Потрясающие приключения Кавалера & Клея - стр. 27
– Кто его найдет, если даже они не могут?
– Да они-то наверняка могут, – ответил Корнблюм.
Сам он бороду постриг и вымыл из нее кракле медной рыжины, которым, к потрясению Йозефа, пользовался уже годами. Корнблюм надел очки без оправы, широкополую черную шляпу, затенявшую лицо, и реалистично опирался на ротанговую трость. Маскарадные костюмы он извлек из глубин своего расчудесного китайского сундука, но сказал, что изначально это было имущество Гарри Гудини, который часто и умело переодевался в ходе пожизненного своего крестового похода с целью оставлять в дураках и разоблачать медиумов.
– Видимо, боятся, что скоро, – Корнблюм взмахнул платком, затем в него покашлял, – их заставят поискать.
Назвав пару фальшивых имен и помахав документами и прочей доказательной базой, каковой источник Йозеф так и не постиг, Корнблюм объяснил коменданту дома, что Еврейский совет (общественная организация, не имевшая отношения, хотя местами и пересекавшаяся с тайным кругом хранителей Голема) прислал их осмотреть здание в рамках программы отслеживания перемещений евреев в Прагу и внутри Праги. Такая программа и в самом деле была – Еврейский совет выполнял ее полудобровольно и в остром ужасе, который окрашивал любое его взаимодействие с Рейхспротекторатом.
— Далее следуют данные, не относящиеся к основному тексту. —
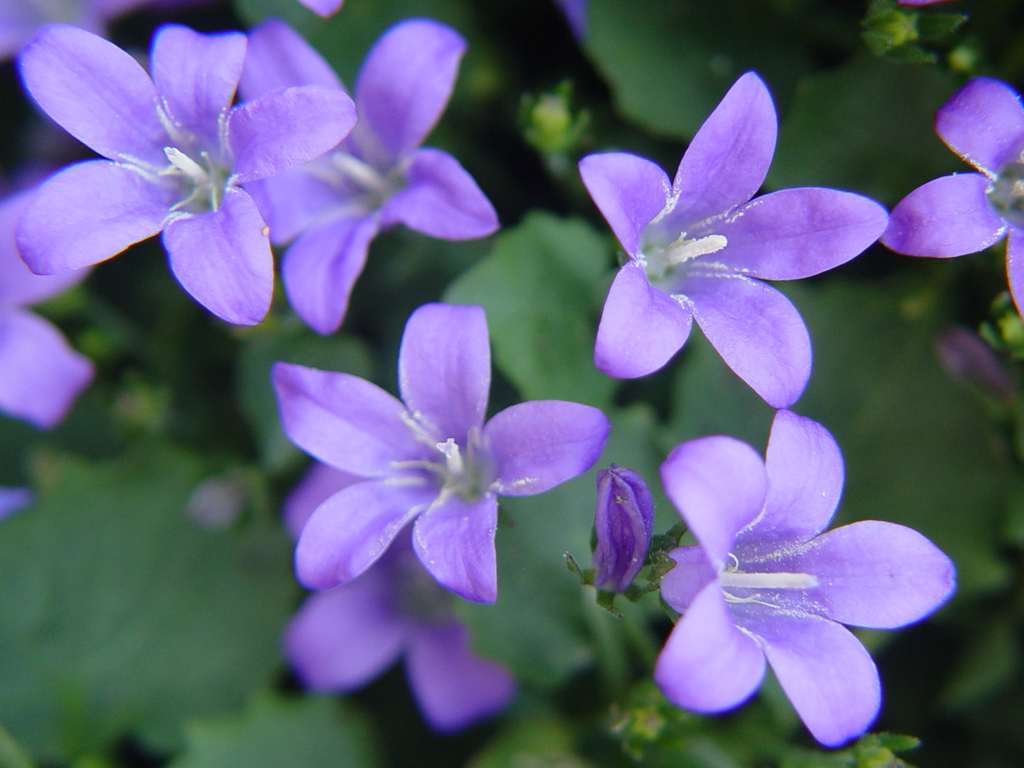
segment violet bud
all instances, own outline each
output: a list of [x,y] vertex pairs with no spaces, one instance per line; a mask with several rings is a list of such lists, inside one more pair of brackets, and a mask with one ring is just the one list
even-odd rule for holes
[[597,473],[594,586],[625,592],[643,567],[654,528],[654,505],[643,478],[612,464]]

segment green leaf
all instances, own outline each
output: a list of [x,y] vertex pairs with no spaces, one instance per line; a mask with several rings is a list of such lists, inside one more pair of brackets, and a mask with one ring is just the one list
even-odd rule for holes
[[43,462],[38,503],[0,536],[0,707],[38,756],[129,733],[172,749],[184,719],[238,706],[281,664],[295,596],[279,531],[204,529],[199,462],[144,446]]
[[330,698],[257,698],[244,713],[185,726],[168,768],[369,768],[366,718]]
[[[811,58],[765,0],[592,0],[586,44],[625,116],[689,139],[736,78],[757,70],[785,106]],[[628,30],[628,34],[624,31]]]
[[866,55],[806,78],[779,130],[769,185],[850,189],[891,206],[936,176],[966,170],[932,128],[955,89],[937,67]]
[[285,435],[278,415],[278,398],[270,384],[274,362],[295,362],[325,371],[341,371],[370,378],[372,361],[358,339],[317,336],[297,318],[273,332],[250,338],[238,361],[238,398],[259,442],[260,461],[270,471],[287,469],[303,456]]
[[535,715],[511,723],[466,768],[587,768],[590,763],[574,754],[572,741],[565,723]]
[[607,241],[588,224],[531,213],[444,300],[479,304],[496,361],[525,399],[608,404],[617,385],[594,368]]

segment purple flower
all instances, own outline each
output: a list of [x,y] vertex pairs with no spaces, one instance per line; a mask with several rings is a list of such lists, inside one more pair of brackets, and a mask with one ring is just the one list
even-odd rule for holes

Евреев Богемии, Моравии и Судет собирали в городе, а пражских евреев переселяли из прежних домов в сегрегированные районы, где в одной квартире ютились по две-три семьи. В возникшей сумятице Еврейскому совету затруднительно было предоставлять протекторату точные данные, которые тот постоянно запрашивал, – отсюда и нужда в переписи. Комендант дома, в котором спал Голем и который протекторатом был выделен для евреев, не нашел поводов придраться к легенде или документам и впустил Корнблюма с Йозефом без малейших сомнений.
Двигаясь с пятого этажа вниз, Йозеф и Корнблюм стучались в каждую дверь, сигналили удостоверениями и тщательно записывали, как зовут жильцов и в каких отношениях они друг с другом состоят. Везде народу набилось под завязку, массу людей турнули с работы, и посреди дня редко какую дверь не открывали на стук. В одних квартирах несопоставимые обитатели следовали строгим соглашениям, в других порядок, вежливость и чистота поддерживались благодаря счастливому совпадению темпераментов. Но в основном семьи не столько съехались, сколько сшиблись, и от удара учебники, журналы, чулки, трубки, туфли, дневники, подсвечники, статуэтки, кашне, портновские манекены, посуда и фотографии в рамочках разлетелись во все стороны, рассыпались по комнатам, дышавшим временной атмосферой склада аукциониста. Во многих квартирах меблировка удваивалась и утраивалась: диваны стояли рядами, точно церковные скамьи, стульев в столовых хватило бы на вместительное кафе, люстры с потолков свисали лианами в джунглях, торшеры прорастали рощицами, а часы, часы и еще часы стояли бок о бок на каминной полке, споря о том, который час. Неизбежно разражались конфликты в духе приграничных войн. Демаркационные линии фронта и перемирия обозначались развешанной стиркой. Радиоприемники фехтовали станциями и постепенно агрессивно наращивали громкость. В такой обстановке выкипевшая кастрюля молока, жарка копченой селедки, забытый грязный подгузник обладали неизмеримой стратегической ценностью. Приходилось выслушивать истории о семьях, где все рассерженно бойкотировали друг друга и только обменивались злобными записками; трижды простой вопрос Корнблюма об отношениях между жильцами привел к свирепому ору на предмет степени родства или споров вокруг завещания, из-за чего, в свою очередь, один раз кто-то чуть не схлопотал по лицу. Осторожные опросы мужей, жен, двоюродных дедушек и бабушек не породили ни единого упоминания таинственного обитателя дома или неизменно запертой двери.